6. Yine aynı Kanun'un “Yetki İtirazı” kenar başlıklı 43 üncü maddesi şöyledir:
“(1) Kendilerine 42 nci madde uyarınca gönderilen tespit yazısını alan işçi veya işveren sendikaları veya sendika üyesi olmayan işveren; taraflardan birinin veya her ikisinin yetki şartlarına sahip olmadığı veya kendisinin bu şartları taşıdığı yolundaki itirazını, nedenlerini de göstererek yazının kendilerine tebliğ edildiği tarihten itibaren altı ... günü içinde mahkemeye yapabilir.
(2) İtiraz dilekçesi görevli makama kayıt ettirildikten sonra mahkemeye verilir. Kurulu bulunduğu işkolunda çalışan işçilerin yüzde birinden daha az üyesi bulunan işçi sendikası, yetki itirazında bulunamaz.
(3) İtiraz dilekçesinde veya ekinde somut delillerin yer almaması hâlinde itiraz incelenmeksizin reddedilir. İşçi ve üye sayılarının tespitinde maddi hata ve süreye ilişkin itirazları mahkeme altı ... günü içinde duruşma yapmaksızın kesin olarak karara bağlar. (Değişik cümle: 12/10/2017-7036/34 md.) Bunların dışındaki itirazlar için mahkeme, duruşma yaparak karar verir ve bu karar hakkında istinaf yoluna başvurulması hâlinde bölge adliye mahkemesi bir ... içinde kararını verir. (Ek cümle: 12/10/2017-7036/34 md.) Bu karara karşı temyiz yoluna başvurulması hâlinde Yargıtay bir ... içinde kesin olarak karar verir.
(4) 42 nci maddenin üçüncü fıkrası uyarınca kendisine yetki şartlarına sahip olmadığı bildirilen işçi sendikası, altı ... günü içinde yetkili olup olmadığının tespiti için dava açabilir. Mahkeme açılan davayı o işkolunda çalışan işçilerin en az yüzde birini üye kaydeden işçi sendikaları ile işveren sendikası veya sendika üyesi olmayan işverene de bildirir. Mahkeme davayı iki ... içinde sonuçlandırır.
(5) İtiraz, karar kesinleşinceye kadar yetki işlemlerini durdurur.”
3. Değerlendirme
1.Bölge adliye mahkemelerinin nihai kararlarının bozulması 6100 sayılı Kanun'un 371 inci maddesinde yer alan sebeplerden birinin varlığı hâlinde mümkündür.

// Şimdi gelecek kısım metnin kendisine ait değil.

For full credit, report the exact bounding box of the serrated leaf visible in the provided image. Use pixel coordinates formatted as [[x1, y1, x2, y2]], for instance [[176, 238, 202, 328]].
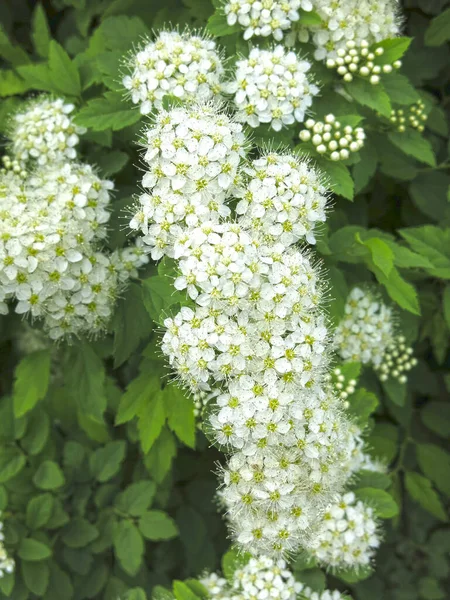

2. Temyizen incelenen karar, tarafların karşılıklı iddia ve savunmalarına, dayandıkları belgelere, uyuşmazlığa uygulanması gereken hukuk kuralları ile hukuki ilişkinin nitelendirilmesine, dava şartlarına, yargılama ve ispat kuralları ile kararda belirtilen gerekçelere göre usul ve kanuna uygun olup davalılar vekilince temyiz dilekçesinde ... sürülen nedenler kararın bozulmasını gerektirecek nitelikte görülmemiştir.
VI. KARAR
Açıklanan sebeple;
Temyiz olunan Bölge Adliye Mahkemesi kararının 6100 sayılı Kanun'un 370 inci maddesinin birinci fıkrası uyarınca ONANMASINA,
Davalı ... harçtan muaf olduğundan harç alınmasına yer olmadığına,
Dosyanın İlk Derece Mahkemesine, kararın bir örneğinin Bölge Adliye Mahkemesine gönderilmesine,
14.12.2022 tarihinde oy birliğiyle karar verildi.